Man cannot live in unity with God if he has not died beforehand. But God can make man worthy of putting to death the life of sin. Justice requires that man alone should struggle and conquer sin since he has fallen into sin of his own free will. But after becoming a slave to sin, he can no longer conquer it by his own strength. After the fall, sin became the master and man became a slave. Could man appear stronger than sin since “the slave is not better than his master” (John 13:16). He who was supposed to be the victorious conqueror became a slave under the feet of sin.
True spiritual life could not shine where the power of sin extended. Man, who had fallen into sin of his own free will, had to raise the banners of victory against sin alone. God alone had the power to achieve such a great victory and to appear as an eternal victor. Therefore, He became man. Thus, the divine and human natures were united in the person of the Lord. Man, who was to overcome sin, and God, who had the power to achieve this victory, were united. Christ makes the struggle for man His own struggle, because He is also man and, as He is free from sin, He overcomes sin because He is at the same time all-powerful. Thus, man was freed from slavery and shame and crowned with the crown of victory, and the kingdom of sin fell. Now, after Christ’s victory, man is easily freed from the shackles of sin.

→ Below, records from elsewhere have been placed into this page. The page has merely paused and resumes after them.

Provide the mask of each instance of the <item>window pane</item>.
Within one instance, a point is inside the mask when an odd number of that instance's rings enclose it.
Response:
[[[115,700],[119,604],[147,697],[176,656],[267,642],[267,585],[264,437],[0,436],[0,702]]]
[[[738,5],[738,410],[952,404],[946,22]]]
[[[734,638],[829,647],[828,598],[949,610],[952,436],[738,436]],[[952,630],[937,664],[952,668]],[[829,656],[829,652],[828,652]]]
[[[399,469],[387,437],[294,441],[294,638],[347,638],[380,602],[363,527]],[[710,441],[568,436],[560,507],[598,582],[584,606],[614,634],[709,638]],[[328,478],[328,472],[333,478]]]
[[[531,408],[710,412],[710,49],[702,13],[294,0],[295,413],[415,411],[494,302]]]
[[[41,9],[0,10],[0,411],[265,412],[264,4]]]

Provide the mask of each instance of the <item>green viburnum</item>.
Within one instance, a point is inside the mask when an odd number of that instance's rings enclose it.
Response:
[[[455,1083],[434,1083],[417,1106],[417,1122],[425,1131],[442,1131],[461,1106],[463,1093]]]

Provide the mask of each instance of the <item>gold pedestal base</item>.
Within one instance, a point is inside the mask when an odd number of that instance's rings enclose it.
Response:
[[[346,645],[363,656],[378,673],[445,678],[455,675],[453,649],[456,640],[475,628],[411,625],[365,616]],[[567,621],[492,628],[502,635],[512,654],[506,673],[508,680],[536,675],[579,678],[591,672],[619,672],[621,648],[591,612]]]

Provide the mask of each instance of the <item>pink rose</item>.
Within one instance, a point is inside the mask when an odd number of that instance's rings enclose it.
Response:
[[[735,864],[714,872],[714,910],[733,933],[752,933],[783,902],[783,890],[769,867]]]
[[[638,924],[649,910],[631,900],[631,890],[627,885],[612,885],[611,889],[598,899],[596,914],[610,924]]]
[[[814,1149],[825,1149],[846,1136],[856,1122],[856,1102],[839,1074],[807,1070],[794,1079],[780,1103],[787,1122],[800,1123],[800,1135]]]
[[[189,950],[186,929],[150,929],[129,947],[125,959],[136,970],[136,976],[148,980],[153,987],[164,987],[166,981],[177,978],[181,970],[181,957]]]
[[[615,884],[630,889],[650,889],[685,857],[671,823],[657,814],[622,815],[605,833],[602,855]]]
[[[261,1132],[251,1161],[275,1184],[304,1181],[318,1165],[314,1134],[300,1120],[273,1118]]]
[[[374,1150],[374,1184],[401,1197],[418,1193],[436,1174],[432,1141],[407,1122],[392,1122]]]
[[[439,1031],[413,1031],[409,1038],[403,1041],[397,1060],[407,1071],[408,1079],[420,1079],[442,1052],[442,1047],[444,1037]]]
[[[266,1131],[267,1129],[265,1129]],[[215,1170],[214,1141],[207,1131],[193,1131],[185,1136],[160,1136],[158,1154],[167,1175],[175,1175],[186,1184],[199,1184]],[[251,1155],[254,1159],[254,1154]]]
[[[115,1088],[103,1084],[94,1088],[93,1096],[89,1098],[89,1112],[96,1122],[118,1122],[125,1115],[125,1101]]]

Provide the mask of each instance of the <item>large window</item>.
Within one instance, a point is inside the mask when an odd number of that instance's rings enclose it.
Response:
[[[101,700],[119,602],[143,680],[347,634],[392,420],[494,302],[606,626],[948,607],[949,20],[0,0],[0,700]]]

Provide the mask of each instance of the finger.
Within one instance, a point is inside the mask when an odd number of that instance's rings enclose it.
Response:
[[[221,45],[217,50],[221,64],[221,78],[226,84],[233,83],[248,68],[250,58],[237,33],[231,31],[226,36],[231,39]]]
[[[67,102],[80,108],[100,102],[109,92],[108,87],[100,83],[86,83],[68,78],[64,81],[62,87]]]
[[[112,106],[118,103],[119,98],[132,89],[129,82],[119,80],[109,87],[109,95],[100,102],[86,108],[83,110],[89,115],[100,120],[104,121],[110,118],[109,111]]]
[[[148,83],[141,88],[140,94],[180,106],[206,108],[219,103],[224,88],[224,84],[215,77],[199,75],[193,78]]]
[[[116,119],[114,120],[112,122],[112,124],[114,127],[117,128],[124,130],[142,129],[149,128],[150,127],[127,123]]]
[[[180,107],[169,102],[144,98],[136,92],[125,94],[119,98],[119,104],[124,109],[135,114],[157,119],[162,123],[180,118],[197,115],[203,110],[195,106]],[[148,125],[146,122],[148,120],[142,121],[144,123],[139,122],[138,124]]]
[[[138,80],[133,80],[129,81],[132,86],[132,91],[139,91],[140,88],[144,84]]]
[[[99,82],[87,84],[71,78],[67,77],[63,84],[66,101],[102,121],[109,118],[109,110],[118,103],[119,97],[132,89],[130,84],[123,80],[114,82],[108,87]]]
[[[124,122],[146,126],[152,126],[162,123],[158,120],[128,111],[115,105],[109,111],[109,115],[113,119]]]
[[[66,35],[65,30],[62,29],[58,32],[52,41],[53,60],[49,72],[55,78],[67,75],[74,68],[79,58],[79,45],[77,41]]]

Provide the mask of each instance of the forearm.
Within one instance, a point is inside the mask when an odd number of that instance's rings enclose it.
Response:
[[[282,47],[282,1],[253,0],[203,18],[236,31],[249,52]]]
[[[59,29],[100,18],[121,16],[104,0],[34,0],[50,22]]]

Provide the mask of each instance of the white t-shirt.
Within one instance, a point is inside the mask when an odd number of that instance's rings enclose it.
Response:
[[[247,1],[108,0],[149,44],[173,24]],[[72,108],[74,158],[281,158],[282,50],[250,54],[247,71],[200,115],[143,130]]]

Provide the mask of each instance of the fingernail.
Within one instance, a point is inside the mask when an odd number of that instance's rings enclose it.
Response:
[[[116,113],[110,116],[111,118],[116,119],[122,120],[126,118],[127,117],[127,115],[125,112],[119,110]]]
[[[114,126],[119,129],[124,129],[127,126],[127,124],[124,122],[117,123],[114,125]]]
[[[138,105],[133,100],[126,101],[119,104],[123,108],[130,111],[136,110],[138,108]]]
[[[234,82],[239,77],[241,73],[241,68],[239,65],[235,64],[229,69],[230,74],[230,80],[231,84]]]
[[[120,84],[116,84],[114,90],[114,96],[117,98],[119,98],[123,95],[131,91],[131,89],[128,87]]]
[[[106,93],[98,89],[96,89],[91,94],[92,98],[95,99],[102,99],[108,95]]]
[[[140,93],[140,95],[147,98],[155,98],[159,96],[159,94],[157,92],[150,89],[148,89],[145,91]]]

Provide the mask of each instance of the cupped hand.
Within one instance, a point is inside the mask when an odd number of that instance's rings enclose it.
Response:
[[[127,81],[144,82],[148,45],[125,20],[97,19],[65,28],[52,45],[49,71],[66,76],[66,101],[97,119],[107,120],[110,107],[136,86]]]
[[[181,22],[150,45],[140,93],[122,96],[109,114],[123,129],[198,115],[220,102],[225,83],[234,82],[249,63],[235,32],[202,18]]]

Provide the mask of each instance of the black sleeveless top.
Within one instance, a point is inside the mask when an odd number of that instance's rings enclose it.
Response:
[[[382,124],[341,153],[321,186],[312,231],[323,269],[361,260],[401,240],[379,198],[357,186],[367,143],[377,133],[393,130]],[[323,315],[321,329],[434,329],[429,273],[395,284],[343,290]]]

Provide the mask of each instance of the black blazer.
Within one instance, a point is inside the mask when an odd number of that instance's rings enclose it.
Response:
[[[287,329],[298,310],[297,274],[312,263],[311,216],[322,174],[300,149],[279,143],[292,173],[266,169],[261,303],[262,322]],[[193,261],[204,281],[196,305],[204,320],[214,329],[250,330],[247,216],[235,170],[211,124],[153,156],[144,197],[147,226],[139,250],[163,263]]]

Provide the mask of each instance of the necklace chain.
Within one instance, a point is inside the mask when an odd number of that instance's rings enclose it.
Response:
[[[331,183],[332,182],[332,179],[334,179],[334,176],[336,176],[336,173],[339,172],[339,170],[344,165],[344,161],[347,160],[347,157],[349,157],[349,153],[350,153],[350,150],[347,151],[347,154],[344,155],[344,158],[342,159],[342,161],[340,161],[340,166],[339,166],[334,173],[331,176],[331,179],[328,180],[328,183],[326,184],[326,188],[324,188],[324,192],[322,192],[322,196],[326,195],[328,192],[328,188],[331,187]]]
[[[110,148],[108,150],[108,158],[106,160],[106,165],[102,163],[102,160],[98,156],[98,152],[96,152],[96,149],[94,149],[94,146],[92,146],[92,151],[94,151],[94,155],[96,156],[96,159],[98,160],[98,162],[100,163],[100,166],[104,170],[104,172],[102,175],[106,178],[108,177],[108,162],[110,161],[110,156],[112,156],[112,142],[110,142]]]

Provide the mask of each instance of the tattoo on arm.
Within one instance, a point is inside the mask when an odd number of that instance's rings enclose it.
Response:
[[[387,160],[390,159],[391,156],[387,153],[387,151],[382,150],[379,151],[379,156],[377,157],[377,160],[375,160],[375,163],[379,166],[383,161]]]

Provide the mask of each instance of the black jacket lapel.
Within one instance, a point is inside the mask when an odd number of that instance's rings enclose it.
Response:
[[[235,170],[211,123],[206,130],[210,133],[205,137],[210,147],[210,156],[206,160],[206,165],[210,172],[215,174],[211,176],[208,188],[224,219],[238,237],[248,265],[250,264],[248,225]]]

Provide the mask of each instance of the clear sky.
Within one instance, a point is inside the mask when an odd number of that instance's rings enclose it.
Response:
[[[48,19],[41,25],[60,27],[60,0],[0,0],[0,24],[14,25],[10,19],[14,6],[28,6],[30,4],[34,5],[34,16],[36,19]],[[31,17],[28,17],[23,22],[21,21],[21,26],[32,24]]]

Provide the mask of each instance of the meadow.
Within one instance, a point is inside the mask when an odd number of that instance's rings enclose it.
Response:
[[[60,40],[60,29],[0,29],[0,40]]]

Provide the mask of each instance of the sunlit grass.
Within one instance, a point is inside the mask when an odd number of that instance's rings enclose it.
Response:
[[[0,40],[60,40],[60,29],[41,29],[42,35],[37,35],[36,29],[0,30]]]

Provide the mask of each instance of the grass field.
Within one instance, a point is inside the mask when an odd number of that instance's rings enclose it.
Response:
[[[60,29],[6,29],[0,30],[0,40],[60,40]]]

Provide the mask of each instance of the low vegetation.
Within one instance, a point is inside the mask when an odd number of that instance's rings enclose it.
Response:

The Savior gives believers the power to put to death the life of sin and become partakers of the great victory. It was only right that the Savior should receive the crown and appear as a conqueror after he had raised the banner of victory against sin. The Lord Christ was nailed to the cross for us sinners and endured the pains and wounds opened by the nails and even tasted the bitterness of death, “and forsook the pleasures offered him, and endured the cross, despising the shame” (Hebrews 12:2), says the Apostle Paul. The Lord did not commit a single injustice, “he did not commit a single sin,” for he remained free from sin and innocent. Therefore, the impudent slanderer Satan could not find a reason to attack and accuse him, and death itself had no power over him, because the wound, pain, torment, and death are the result and fruits of sin. If sin had not entered the world of man, would God, the All-Merciful, have allowed death? Our belief in the goodness of God is logically incompatible with our belief that divine goodness loves to see the dreadful reign of death extended and dominate the world. After the fall of man, God allowed death, not as punishment for sin, but as a punishment for the weak man because of sin. Since death had no power over the Master, because He was innocent of all sin, the Savior healed our spiritual disease by His eternal and all-powerful medicine by His death. The power of death on the cross gives us the power to kill the germ of sin, because the wound of the innocent satisfied divine justice for us believers.